Transient errors include:

  • Network timeouts (context deadline exceeded)
  • HTTP errors (503 Service Unavailable, 500 Internal Server Error, 502 Bad Gateway)
  • Network interruptions (connection refused, connection reset)

After a single transient error occurs, all subsequent requests fail with "client is closing", requiring a full reconnection. This affects production systems where temporary issues (server restarts, network glitches, load spikes) should be recoverable.


1. What did you do?

Created an MCP client using StreamableClientTransport and made three sequential tool calls, where the second call encounters a transient error (timeout, 503, network interruption, etc.):

httpClient := &http.Client{Timeout: /* some timeout */}
transport := &mcp.StreamableClientTransport{
    Endpoint:   serverURL,
    HTTPClient: httpClient,
}

session, _ := client.Connect(ctx, transport, nil)

// Call 1: Fast tool - should succeed
result1, err1 := session.CallTool(ctx, &mcp.CallToolParams{Name: "delay_tool"})

// Call 2: Encounters transient error (timeout, 503, etc.)
result2, err2 := session.CallTool(ctx, &mcp.CallToolParams{Name: "delay_tool"})

// Call 3: Fast tool - should succeed
result3, err3 := session.CallTool(ctx, &mcp.CallToolParams{Name: "delay_tool"})

2. What did you see?

Call #1: SUCCESS
Call #2: FAILED - calling "tools/call": sending "tools/call": Post "http://...": context deadline exceeded (Client.Timeout exceeded while awaiting headers)
Call #3: FAILED - connection closed: calling "tools/call": client is closing: EOF
Call #4+: FAILED - connection closed: calling "tools/call": client is closing: EOF

After Call #2 encounters a transient error, all subsequent calls fail permanently with "client is closing: EOF" errors. The connection becomes unusable and must be recreated.

3. What did you expect to see?

Call #1: SUCCESS ✅
Call #2: FAILED - transient error (expected)
Call #3: SUCCESS ✅ (connection should survive the transient error)
Call #4+: SUCCESS ✅

The connection should remain healthy after transient errors. Only fatal errors (authentication failures, protocol errors, session termination) should require reconnection.

4. What version of the Go MCP SDK are you using?

Bug reproduced in:

  • main branch (commit 272e0cd)
  • v1.1.0 (latest release)
  • v1.0.0 (initial release)

The bug exists in all released versions of the SDK.

5. What version of Go are you using (go version)?

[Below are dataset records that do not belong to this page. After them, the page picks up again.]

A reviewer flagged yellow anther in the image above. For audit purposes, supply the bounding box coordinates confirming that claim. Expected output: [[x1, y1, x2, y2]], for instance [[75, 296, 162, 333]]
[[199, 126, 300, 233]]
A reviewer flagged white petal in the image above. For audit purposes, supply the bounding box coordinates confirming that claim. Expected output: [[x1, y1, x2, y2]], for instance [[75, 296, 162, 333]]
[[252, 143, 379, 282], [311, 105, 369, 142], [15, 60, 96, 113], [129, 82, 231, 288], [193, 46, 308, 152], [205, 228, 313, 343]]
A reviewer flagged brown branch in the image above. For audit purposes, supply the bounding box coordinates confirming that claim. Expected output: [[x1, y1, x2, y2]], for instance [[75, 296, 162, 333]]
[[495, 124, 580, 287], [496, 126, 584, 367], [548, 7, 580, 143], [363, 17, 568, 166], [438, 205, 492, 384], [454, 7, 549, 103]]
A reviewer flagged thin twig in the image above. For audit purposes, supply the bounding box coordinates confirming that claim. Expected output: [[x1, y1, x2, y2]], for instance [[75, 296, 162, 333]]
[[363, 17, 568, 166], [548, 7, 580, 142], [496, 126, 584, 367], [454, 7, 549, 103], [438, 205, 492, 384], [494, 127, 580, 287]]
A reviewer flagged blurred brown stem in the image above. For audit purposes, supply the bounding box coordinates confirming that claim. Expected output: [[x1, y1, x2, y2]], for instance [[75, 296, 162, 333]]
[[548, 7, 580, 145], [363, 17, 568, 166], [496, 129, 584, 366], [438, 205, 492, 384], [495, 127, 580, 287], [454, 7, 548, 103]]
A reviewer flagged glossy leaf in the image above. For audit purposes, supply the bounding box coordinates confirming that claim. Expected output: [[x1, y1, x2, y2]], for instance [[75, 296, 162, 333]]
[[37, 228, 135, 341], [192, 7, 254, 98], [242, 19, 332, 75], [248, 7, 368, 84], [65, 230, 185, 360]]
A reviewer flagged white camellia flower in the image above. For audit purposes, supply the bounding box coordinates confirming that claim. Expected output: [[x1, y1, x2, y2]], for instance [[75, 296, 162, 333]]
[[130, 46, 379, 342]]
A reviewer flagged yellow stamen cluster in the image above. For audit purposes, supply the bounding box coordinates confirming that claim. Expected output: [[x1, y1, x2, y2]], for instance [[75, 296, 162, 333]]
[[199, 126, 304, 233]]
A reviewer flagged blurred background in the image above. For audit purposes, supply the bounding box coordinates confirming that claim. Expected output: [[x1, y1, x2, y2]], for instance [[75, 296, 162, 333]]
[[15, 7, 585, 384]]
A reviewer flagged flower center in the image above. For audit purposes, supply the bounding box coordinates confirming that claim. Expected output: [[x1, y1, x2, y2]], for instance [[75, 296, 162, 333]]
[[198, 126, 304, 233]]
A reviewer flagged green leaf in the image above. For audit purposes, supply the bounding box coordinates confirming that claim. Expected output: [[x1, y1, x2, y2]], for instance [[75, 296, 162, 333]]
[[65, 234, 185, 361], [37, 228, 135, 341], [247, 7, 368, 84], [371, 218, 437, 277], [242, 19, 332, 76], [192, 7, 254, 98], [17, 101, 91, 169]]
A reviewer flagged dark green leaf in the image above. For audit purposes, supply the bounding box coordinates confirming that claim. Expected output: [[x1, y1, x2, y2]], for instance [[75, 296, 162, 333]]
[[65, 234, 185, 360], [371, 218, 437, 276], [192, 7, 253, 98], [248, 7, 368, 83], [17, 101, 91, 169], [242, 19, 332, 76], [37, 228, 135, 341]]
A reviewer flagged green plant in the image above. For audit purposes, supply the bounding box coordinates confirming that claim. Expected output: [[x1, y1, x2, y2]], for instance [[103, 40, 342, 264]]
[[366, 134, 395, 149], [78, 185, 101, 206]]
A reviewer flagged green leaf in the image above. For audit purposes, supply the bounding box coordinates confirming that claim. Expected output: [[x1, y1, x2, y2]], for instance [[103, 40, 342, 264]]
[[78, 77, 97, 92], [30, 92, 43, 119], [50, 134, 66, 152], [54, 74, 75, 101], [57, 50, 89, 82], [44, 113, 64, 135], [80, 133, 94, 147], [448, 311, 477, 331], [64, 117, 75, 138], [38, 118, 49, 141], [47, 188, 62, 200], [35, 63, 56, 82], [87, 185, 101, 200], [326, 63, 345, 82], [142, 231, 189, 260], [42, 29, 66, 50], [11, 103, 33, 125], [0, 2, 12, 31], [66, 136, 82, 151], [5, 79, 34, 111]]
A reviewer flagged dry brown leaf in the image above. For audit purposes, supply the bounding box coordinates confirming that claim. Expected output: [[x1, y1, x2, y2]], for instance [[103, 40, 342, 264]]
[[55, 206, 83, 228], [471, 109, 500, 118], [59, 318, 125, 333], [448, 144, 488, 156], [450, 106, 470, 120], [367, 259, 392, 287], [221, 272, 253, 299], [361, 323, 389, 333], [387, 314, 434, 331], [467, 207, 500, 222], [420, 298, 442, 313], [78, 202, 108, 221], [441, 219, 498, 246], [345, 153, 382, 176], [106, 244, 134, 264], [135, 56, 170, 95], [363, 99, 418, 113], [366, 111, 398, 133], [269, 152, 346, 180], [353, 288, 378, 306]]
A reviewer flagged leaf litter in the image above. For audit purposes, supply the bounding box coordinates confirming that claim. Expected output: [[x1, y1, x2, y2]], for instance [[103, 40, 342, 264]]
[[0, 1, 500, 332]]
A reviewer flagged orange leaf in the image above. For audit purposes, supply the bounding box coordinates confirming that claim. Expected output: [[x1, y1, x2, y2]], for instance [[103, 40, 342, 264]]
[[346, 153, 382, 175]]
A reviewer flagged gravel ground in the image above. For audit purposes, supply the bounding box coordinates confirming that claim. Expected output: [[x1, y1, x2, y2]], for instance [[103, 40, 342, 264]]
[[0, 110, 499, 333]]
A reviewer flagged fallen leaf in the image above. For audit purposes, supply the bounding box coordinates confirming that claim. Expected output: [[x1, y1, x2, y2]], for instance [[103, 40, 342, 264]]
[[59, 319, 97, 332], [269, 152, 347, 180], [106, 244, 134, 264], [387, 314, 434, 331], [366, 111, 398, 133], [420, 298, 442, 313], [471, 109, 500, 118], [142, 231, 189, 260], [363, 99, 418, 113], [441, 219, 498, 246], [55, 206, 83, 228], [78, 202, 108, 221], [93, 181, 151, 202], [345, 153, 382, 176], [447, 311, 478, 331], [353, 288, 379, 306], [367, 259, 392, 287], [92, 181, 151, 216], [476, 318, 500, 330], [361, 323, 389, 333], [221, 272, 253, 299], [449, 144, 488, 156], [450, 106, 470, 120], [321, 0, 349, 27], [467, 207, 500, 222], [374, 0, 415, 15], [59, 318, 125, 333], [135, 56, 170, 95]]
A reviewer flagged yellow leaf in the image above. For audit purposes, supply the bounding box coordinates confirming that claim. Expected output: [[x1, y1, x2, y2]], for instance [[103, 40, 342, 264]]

go version go1.23.3 darwin/arm64

Root Cause

The streamableClientConn.Write() method returns transient errors without wrapping them in jsonrpc2.ErrRejected. This causes the underlying jsonrpc2.Connection to set its writeErr flag permanently (in internal/jsonrpc2/conn.go:794-810), which is never cleared and blocks all future operations.

The jsonrpc2 package already has a mechanism to handle recoverable errors via ErrRejected (see conn.go:788-792), but the streamable transport doesn't use it.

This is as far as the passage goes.